Single Use vs. Standing Plans: Key Differences Explained
Single Use plans are created for one-off goals—think event budgets or crisis-response guides. Standing plans are living documents, such as employee handbooks or safety protocols, reused until deliberately revised.
People mix them up because both sit in the “plan” folder and look official. A manager might dust off last year’s Single Use plan and treat it like a Standing plan, or endlessly tweak a Standing plan as if it were disposable.
Key Differences
Single Use plans have a clear end date; once the task wraps, the plan retires. Standing plans stay active, guiding recurring decisions. Single Use plans are detailed for a moment; Standing plans are broad and evergreen.

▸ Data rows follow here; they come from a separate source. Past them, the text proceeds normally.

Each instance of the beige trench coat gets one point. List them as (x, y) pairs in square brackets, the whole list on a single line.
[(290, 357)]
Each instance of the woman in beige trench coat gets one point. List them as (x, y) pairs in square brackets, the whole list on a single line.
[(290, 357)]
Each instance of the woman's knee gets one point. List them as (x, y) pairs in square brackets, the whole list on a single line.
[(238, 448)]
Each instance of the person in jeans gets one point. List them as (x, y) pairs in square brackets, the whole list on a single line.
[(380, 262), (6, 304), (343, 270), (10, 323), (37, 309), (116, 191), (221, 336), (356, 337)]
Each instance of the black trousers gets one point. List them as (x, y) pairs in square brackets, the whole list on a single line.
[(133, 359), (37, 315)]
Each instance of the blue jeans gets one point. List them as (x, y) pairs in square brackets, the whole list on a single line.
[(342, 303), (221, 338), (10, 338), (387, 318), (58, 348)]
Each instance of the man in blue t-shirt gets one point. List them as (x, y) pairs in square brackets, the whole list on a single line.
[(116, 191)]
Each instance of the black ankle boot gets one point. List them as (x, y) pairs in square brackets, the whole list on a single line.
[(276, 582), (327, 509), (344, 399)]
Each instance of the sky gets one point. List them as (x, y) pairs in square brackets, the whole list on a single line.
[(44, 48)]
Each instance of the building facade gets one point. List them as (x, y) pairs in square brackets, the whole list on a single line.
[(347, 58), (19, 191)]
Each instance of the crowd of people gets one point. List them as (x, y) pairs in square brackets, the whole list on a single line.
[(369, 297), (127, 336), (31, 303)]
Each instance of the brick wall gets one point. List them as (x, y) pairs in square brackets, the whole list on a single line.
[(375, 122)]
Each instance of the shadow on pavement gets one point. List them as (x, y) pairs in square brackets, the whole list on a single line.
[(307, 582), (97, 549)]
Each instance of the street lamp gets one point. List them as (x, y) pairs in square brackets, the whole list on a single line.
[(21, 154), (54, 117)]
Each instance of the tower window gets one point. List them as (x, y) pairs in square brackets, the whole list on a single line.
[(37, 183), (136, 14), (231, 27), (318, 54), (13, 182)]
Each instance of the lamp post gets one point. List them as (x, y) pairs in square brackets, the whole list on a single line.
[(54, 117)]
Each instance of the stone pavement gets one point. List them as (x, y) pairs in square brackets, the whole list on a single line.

Which One Should You Choose?
Use Single Use when facing a unique project. Pick Standing plans for ongoing policies everyone references often. Match the plan’s lifespan to the need, then label it clearly to avoid future confusion.
Examples and Daily Life
A Single Use plan could be a checklist for a product launch party. A Standing plan might be the company’s vacation-request procedure that every new hire reads year after year.
Can a Single Use plan become Standing?
Only with intentional updates; otherwise it risks becoming outdated guidance.
How often should Standing plans be reviewed?
Schedule periodic check-ins—annually or when major operations change—to keep them relevant.